For companies that have all of their basic organizational goals met, it’s necessary for employees to feel empowered to take things on. When they have ownership over their goals as well as where they set them, they will feel more empowered and confident.

Over time, they’ll learn how to pivot their goals to align with the larger objectives of the company. Once they feel like they’re an important part of the way that the company works, they’ll commit to making your workplace more efficient.

4. Train Your Managers Right

If you want to improve the performance management process, you need to start by reforming managers, not your staff. Managers need to understand how their role has changed and how they set the tone for employee performance. If your managers are well trained, they’ll be able to motivate employees correctly.

Training and leadership development can help employees recognize their place in your organization. This training should include ways for employees to direct their goals toward what you need as a business. While you should leave room for your employees to “make it their own”, having them working every day to support your goals should be the aim of the process.

Managing performance shouldn’t try to force employees to exactly what you want them to do and to compromise their own interests. It should help them to find a place in your organization.

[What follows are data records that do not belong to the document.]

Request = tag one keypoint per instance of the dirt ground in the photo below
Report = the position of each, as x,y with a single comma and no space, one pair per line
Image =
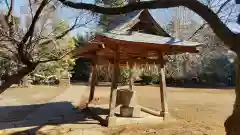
198,111
16,103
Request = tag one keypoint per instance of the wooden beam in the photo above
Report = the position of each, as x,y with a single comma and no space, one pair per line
113,94
91,47
93,80
162,82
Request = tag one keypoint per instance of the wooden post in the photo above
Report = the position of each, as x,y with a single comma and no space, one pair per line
115,75
93,79
131,79
162,82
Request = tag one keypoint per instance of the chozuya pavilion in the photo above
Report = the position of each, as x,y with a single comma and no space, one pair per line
132,39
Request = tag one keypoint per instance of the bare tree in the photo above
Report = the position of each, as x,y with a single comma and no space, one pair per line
229,38
32,38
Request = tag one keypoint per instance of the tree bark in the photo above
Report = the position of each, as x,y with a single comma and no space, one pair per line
232,124
15,78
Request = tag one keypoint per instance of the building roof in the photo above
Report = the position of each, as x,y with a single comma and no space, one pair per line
137,36
149,38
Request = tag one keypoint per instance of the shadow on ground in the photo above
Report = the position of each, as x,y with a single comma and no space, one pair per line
50,114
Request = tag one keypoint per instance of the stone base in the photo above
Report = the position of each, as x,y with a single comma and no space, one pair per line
126,97
130,111
145,118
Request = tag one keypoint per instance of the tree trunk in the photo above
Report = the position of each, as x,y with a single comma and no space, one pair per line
232,124
15,78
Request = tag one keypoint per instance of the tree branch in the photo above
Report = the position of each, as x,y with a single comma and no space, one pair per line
54,59
29,33
221,30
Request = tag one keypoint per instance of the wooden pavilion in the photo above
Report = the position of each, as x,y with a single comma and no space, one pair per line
133,38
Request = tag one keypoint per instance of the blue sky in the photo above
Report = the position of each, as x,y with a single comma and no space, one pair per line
161,15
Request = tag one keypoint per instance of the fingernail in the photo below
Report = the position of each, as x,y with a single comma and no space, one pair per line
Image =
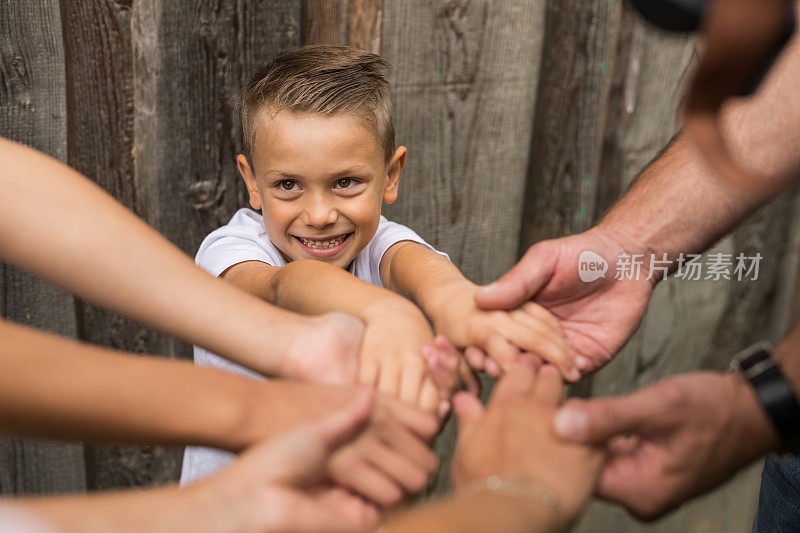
570,424
488,288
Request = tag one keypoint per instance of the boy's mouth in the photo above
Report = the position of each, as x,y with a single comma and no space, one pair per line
324,247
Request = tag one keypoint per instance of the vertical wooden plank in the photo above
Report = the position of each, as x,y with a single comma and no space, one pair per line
352,22
33,111
99,64
464,104
689,324
170,91
464,85
580,50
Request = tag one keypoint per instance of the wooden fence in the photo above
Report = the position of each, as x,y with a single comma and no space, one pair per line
524,120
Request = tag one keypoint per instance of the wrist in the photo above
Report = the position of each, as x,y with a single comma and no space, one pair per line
453,294
389,306
513,512
617,240
755,431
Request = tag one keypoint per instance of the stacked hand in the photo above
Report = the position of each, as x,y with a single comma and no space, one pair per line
597,317
495,340
279,485
513,438
672,440
397,341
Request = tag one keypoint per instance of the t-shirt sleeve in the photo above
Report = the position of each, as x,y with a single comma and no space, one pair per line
388,234
241,239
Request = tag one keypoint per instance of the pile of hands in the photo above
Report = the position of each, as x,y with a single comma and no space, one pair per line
533,328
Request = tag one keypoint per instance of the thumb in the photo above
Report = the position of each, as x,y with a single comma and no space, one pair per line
298,457
469,410
597,421
523,281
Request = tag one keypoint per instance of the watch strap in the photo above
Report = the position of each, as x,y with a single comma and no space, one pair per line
760,368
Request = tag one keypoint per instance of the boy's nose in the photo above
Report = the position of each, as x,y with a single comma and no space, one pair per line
320,213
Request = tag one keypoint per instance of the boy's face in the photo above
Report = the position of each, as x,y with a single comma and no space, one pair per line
320,182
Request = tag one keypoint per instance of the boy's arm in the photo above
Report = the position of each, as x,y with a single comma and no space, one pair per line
51,387
447,298
396,330
107,255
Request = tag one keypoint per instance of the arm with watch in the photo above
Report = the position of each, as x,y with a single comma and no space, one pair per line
684,435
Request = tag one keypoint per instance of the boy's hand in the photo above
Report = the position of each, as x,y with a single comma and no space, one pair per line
328,353
496,340
391,458
392,354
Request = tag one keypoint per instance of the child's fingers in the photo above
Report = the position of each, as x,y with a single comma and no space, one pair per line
502,351
389,377
541,314
493,368
410,418
400,469
532,359
367,480
440,369
405,442
541,340
429,396
475,357
368,373
468,378
410,380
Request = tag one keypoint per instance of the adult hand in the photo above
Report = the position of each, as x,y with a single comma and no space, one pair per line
277,486
599,316
689,433
513,438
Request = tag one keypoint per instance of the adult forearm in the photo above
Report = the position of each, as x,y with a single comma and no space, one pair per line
80,238
57,388
165,510
679,205
477,513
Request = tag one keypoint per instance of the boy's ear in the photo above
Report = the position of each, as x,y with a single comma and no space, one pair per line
393,172
249,181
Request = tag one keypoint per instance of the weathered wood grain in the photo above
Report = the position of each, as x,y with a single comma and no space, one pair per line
33,111
99,61
463,101
578,65
464,85
352,22
689,324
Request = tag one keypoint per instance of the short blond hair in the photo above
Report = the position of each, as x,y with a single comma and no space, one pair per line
322,79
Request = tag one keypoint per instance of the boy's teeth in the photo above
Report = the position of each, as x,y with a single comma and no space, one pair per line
323,244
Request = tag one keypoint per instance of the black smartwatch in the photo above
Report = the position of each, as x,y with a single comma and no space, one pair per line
759,366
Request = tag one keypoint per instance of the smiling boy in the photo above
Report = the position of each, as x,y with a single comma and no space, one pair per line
320,160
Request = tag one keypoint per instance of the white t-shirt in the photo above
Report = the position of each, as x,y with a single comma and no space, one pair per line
245,239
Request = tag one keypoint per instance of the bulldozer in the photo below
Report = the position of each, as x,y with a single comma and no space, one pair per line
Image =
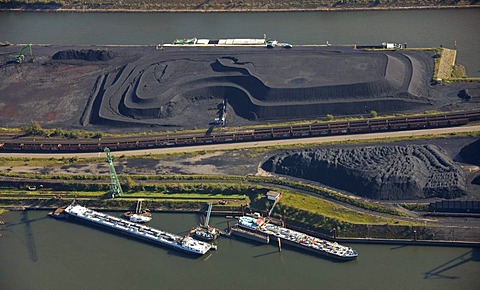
21,56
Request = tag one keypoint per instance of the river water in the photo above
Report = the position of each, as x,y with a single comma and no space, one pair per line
37,252
417,28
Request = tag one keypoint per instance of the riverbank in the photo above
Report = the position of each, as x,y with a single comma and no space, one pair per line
48,8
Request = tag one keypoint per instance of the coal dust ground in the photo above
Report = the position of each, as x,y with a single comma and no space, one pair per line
141,88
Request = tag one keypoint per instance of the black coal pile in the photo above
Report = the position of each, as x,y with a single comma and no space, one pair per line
84,54
471,153
378,172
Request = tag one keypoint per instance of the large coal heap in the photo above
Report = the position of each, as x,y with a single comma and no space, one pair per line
263,84
84,54
379,172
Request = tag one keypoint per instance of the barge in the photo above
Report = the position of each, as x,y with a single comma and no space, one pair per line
149,234
259,225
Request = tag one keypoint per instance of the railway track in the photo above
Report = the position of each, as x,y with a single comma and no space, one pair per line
9,144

Managers need to see their role as something akin to a coach, trying to get the best performances out of employees every day. It’s more than checking in with them every year and scolding them for mistakes. There should be a space for day to day support.

5. Reorient Your Culture

Beyond just meeting the most basic business goals, you should be trying to build a strong culture that you don’t have to maintain. Good company culture lives within the bones of an organization. Everyone working at a place will have an intuitive understanding of what their goals should be.

As workplaces are dispersed and more complicated than ever, members of your company might not realize what kind of impact they could have. IF they’re not sitting in your office every day, they might fail to understand how their digital persona or online relationship can affect the workplace.

Make your culture, online and offline, work every day to improve performance. One of the ways to do this is to make it safe for your employees to be more straightforward and honest with one another.

Performance Management Process Can Always Be Tweaked

Even if you optimize your performance management process for today, there will be changes that you need to make for the future. If you don’t take give your employees a place in how you assess their performance, they’re going to leave for a more forgiving and supportive environment.

If you worry that you might be turning off talented applicants, start by figuring out who the hell wants to work for you.